Adab

Menjaga Nikmat Rasa Aman

Edisi: 31 || 1440H
Tema: Adab

بسم الله لرّحمان الرّحيم

Segala puji kesempurnaan hanya milik Allah ta’ala yang telah melimpahkan berbagai macam nikmat yang tak terhitung jumlahnya kepada kita. Di antara nikmat terbesar yang dianugerahkan oleh-Nya adalah nikmat rasa aman. dalam sebuah hadits, Rasulullah shalallahu’alaihi wasallam bersabda,

من أصبح آمنا في سربه, معافى في جسده, عنده طعام يومه,فكأمهّا حيزت له الدّنيا بحذافرها

“Barangsiapa di waktu pagi mendapati tempat tinggal dan keluarganya dalam keadaan aman, tubuhnya dalam kondisi sehat serta dia memiliki persediaan bahan makanan untuk hari itu maka seakan-akan dia telah mendapatkan dunia seluruhnya.” (HR. al-Bukhari dalam kitab al-Adabul Mufrad no. 300)

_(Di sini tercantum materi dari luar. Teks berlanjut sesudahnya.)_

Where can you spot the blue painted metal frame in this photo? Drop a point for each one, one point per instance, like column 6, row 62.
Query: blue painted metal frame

Para pembaca rahimakumullah. Sungguh sangat beralasan doa yang telah dipanjatkan oleh Nabi Ibrahim alaihissalam kepada Rabbnya,

رَبِّ ٱجْعَلْ هَٰذَا بَلَدًا ءَامِنًۭا وَٱرْزُقْ أَهْلَهُۥ مِنَ ٱلثَّمَرَٰتِ مَنْ ءَامَنَ مِنْهُم بِٱللَّهِ وَٱلْيَوْمِ ٱلْءَاخِرِ

“Ya Allah, jadikanlah (negeri Makkah) ini negeri yang aman dan berilah rezeki buah-buahan kepada penduduknya, yaitu di antara mereka yang kepada Allah dan hari akhir.” (al-Baqarah: 126)

Nabi Ibrahim alaihissalam telah memohon kepada Allah ta’ala agar dianugerahkan terlebih dahulu rasa aman sebelum permohonan limpahan rezeki. Karena rasa aman adalah perkara yang sangat penting dan lebih dibutuhkan sebelum mendapatkan rezeki.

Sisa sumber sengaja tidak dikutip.